4. Wettbewerb ° Öffentliche Unternehmen und Unternehmen, denen die Mitgliedstaaten besondere oder ausschließliche Rechte gewähren ° Monopol für die Erbringung von Lotsendiensten im Hafen ° Genehmigung der Tarife durch eine nationale Behörde ° Diskriminierung der Benutzer, wobei hinsichtlich der Tarife derjenige, der Beförderungen zwischen zwei inländischen Häfen vornimmt, gegenüber demjenigen begünstigt wird, der einen Verkehr mit einem Hafen in einem anderen Mitgliedstaat betreibt ° Mißbräuchliche Ausnutzung einer beherrschenden Stellung

(EWG-Vertrag, Artikel 86 und 90 Absatz 1)

Leitsätze

1. Nach Artikel 177 EWG-Vertrag hängt die Anrufung des Gerichtshofes nicht davon ab, ob das Verfahren, in dem das nationale Gericht die Vorlagefrage abfasst, streitigen Charakter aufweist, wenngleich es im Interesse einer geordneten Rechtspflege liegen kann, daß eine Vorlagefrage erst nach einer streitigen Verhandlung gestellt wird.

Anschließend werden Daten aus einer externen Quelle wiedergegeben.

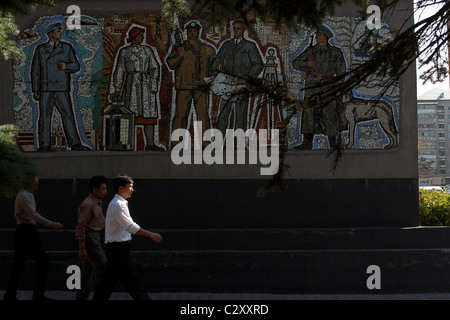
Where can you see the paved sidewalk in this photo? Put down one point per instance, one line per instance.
(181, 296)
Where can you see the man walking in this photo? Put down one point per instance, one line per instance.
(27, 242)
(53, 63)
(191, 61)
(119, 227)
(89, 234)
(240, 58)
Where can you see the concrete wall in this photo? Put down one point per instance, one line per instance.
(370, 186)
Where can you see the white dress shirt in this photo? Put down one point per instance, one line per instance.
(119, 225)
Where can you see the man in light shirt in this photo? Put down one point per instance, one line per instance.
(27, 242)
(119, 227)
(89, 234)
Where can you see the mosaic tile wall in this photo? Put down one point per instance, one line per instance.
(121, 82)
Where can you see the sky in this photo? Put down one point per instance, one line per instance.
(421, 89)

2. In dem Verfahren nach Artikel 177 EWG-Vertrag ist der Gerichtshof für eine Beantwortung gegenüber dem Gericht, das ihm ein Vorabentscheidungsersuchen vorgelegt hat, nicht zuständig, wenn die ihm vorgelegten Fragen keinen Zusammenhang mit den Gegebenheiten oder dem Gegenstand des Ausgangsrechtsstreits aufweisen und folglich für die Entscheidung des Ausgangsrechtsstreits nicht objektiv erforderlich sind.

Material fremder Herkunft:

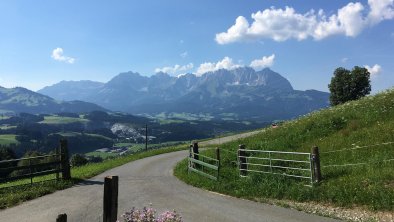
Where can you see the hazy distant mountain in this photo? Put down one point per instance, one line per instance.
(19, 99)
(71, 90)
(242, 93)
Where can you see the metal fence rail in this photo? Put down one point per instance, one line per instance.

3. Es verstösst gegen Artikel 1 Absatz 1 der Verordnung Nr. 4055/86 zur Anwendung des Grundsatzes des freien Dienstleistungsverkehrs auf die Seeschiffahrt zwischen Mitgliedstaaten sowie zwischen Mitgliedstaaten und Drittländern, wenn in einem Mitgliedstaat auf gleiche Lotsendienste unterschiedliche Tarife angewendet werden, je nachdem ob das Schiff, das von einem Unternehmen betrieben wird, das Beförderungen im Seeverkehr zwischen zwei Mitgliedstaaten vornimmt, zur Seekabotage, die den unter der Flagge dieses Staates fahrenden Schiffen vorbehalten ist, zugelassen ist oder nicht. Eine derartige Praxis stellt nämlich eine ° zumindest mittelbare ° Diskriminierung aufgrund der Staatsangehörigkeit dar, da unter inländischer Flagge fahrende Schiffe in der Regel von inländischen Wirtschaftsteilnehmern betrieben werden, während Verkehrsunternehmer aus anderen Mitgliedstaaten im allgemeinen keine im erstgenannten Mitgliedstaat registrierten Schiffe betreiben.

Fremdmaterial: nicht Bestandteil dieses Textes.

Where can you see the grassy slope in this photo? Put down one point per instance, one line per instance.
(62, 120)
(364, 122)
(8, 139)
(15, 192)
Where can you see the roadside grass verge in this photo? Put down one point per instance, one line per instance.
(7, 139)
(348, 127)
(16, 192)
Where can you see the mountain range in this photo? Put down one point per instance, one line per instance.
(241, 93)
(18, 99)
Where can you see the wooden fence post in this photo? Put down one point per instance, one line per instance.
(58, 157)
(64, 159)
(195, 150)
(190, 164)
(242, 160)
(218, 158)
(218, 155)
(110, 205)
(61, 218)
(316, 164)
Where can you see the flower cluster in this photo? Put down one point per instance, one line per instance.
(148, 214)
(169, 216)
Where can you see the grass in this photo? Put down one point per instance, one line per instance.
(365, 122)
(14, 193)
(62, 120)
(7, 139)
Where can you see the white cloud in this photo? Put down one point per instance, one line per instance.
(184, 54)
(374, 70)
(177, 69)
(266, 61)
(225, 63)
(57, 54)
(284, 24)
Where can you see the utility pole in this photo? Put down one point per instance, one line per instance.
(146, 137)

4. Obwohl die Schaffung einer beherrschenden Stellung durch die Gewährung ausschließlicher Rechte im Sinne von Artikel 90 Absatz 1 EWG-Vertrag für sich genommen nicht mit Artikel 86 EWG-Vertrag unvereinbar ist, verbieten es diese beiden Bestimmungen einer nationalen Behörde, ein Unternehmen, das das ausschließliche Recht hat, vorgeschriebene Lotsendienste auf einem wesentlichen Teil des Gemeinsamen Marktes anzubieten, durch Genehmigung seiner Tarife dazu zu veranlassen, unterschiedliche Tarife auf Seeschiffahrtsunternehmen anzuwenden, je nachdem ob diese Unternehmen Beförderungen zwischen Mitgliedstaaten oder aber zwischen inländischen Häfen vornehmen, da eine derartige Diskriminierung den Handel zwischen Mitgliedstaaten beeinträchtigen kann.